5One who was there had been an invalid for thirty-eight years. 6When Jesus saw him lying there and learned that he had been in this condition for a long time, he asked him, “Do you want to get well?”
7″Sir,” the invalid replied, “I have no one to help me into the pool when the water is stirred. While I am trying to get in, someone else goes down ahead of me.”
8Then Jesus said to him, “Get up! Pick up your mat and walk.” 9At once the man was cured; he picked up his mat and walked.
The day on which this took place was a Sabbath….
The Setting of Today’s Story
Jesus had traveled to Jerusalem for a feast day, possibly the Passover, but we’re not sure. In any event, it was an occasion on which Jews gathered in Jerusalem, and so Jesus goes there, too.
John then shifts his focus, like a movie director giving us a preview of what is about to happen. John tells us that in Jerusalem, and actually very close to the Temple, is a place called the Sheep Gate. The Sheep Gate is probably where sheep for Temple sacrifice were brought in — kind of a one-way trip for most of them, I’m certain.
But by the Sheep Gate there was a pool. Now, when we read the Biblical account, we imagine a little pool of water that was not significant. But in 1956, archaeologists unearthed what most now believe to be the Pool of Bethesda. And it was spectacular.
The Pool of Bethesda was actually two pools, surrounded by 5 covered colonades — there were four sides and then one of the colonades divided the entire structure with one pool on each side of this middle colonade.
Bethesda means “house of mercy” or “house of grace.” And it had probably gotten its name from some miraculous healing that had occurred there. the Pool of Bethesda may have been like the Shrine at Lourdes. It may have started out as a rather humble pool of water, but after a particularly notable healing, the pools may have been enlarged, and the porticos added to surround them. We don’t know, but it’s a possibility.

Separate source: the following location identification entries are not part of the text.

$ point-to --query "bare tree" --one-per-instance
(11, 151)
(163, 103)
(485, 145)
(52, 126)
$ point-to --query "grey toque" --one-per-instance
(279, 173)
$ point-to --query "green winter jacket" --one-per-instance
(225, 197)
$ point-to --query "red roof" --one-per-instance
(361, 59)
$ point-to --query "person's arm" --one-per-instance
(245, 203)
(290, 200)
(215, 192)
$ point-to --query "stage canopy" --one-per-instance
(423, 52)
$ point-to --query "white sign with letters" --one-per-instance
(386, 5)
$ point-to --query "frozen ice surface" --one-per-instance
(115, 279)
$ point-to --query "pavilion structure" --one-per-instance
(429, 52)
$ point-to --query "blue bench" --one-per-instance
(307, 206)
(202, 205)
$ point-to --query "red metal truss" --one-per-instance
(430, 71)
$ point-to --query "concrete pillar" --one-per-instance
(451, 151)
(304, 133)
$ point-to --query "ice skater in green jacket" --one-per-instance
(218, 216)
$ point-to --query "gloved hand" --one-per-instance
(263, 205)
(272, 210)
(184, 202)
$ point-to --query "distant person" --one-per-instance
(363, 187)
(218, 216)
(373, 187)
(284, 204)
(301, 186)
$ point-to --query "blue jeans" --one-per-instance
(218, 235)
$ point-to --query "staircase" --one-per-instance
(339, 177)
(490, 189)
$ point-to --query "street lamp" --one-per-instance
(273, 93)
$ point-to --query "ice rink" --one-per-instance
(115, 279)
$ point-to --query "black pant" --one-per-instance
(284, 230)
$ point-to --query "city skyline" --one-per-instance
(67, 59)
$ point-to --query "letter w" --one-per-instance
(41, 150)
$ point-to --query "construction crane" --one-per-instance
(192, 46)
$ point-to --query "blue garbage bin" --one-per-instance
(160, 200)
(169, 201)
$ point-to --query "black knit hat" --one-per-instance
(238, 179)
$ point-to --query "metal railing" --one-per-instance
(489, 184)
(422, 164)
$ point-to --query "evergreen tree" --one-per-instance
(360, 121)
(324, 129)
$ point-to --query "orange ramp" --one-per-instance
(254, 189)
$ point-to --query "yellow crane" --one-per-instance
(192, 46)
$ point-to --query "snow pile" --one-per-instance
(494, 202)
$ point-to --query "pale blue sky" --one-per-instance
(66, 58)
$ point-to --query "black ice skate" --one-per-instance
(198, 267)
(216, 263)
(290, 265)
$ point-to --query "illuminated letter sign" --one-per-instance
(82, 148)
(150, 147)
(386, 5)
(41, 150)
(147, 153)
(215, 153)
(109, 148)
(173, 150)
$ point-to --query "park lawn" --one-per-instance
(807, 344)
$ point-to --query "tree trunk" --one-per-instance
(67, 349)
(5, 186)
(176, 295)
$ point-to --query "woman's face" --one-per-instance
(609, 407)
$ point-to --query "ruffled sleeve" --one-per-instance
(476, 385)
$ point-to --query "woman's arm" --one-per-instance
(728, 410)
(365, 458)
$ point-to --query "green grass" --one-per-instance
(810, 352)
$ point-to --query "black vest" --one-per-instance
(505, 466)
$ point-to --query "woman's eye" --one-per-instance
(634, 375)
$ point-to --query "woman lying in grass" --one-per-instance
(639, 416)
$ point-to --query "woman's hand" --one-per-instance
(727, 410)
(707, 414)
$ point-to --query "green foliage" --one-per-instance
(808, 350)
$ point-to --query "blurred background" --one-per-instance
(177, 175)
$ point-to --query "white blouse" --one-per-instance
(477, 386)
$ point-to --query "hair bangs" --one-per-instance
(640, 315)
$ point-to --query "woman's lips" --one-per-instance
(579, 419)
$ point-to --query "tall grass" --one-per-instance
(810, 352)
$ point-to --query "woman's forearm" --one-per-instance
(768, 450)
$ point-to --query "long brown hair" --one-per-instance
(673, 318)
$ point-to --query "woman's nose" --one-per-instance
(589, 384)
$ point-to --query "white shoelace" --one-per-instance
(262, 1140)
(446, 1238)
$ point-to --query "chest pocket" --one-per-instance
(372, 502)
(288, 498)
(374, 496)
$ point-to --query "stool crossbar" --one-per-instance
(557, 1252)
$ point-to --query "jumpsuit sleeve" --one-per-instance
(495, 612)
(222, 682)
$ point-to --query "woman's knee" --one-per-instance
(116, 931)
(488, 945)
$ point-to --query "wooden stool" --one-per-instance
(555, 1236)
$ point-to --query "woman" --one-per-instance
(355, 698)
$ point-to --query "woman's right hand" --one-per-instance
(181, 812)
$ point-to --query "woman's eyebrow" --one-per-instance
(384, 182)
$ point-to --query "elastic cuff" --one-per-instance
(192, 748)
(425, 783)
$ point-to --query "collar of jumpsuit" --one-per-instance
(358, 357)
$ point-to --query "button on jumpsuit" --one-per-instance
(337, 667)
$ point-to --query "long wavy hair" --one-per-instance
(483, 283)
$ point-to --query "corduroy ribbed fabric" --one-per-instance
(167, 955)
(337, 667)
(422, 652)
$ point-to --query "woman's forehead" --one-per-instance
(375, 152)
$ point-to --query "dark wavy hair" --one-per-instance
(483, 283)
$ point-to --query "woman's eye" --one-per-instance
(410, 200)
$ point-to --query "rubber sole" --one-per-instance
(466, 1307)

In any event, the Pool at Bethesda was famous for its healing powers. But, the water itself didn’t heal. It wasn’t a mineral spring, or holy water. We’re told that when the waters were troubled the first one in the pool got healed.
Some manuscripts used to translate the King James Version of the Bible have the explanation that the water was troubled by an angel. Later and more reliable manuscripts leave out that detail, which was probably added later because everyone thought that an angel moved the waters.
It was also the Sabbath. And for some reason, I’ll explain what I think in just a moment, Jesus goes to the Pool of Bethesda. Why did he do that?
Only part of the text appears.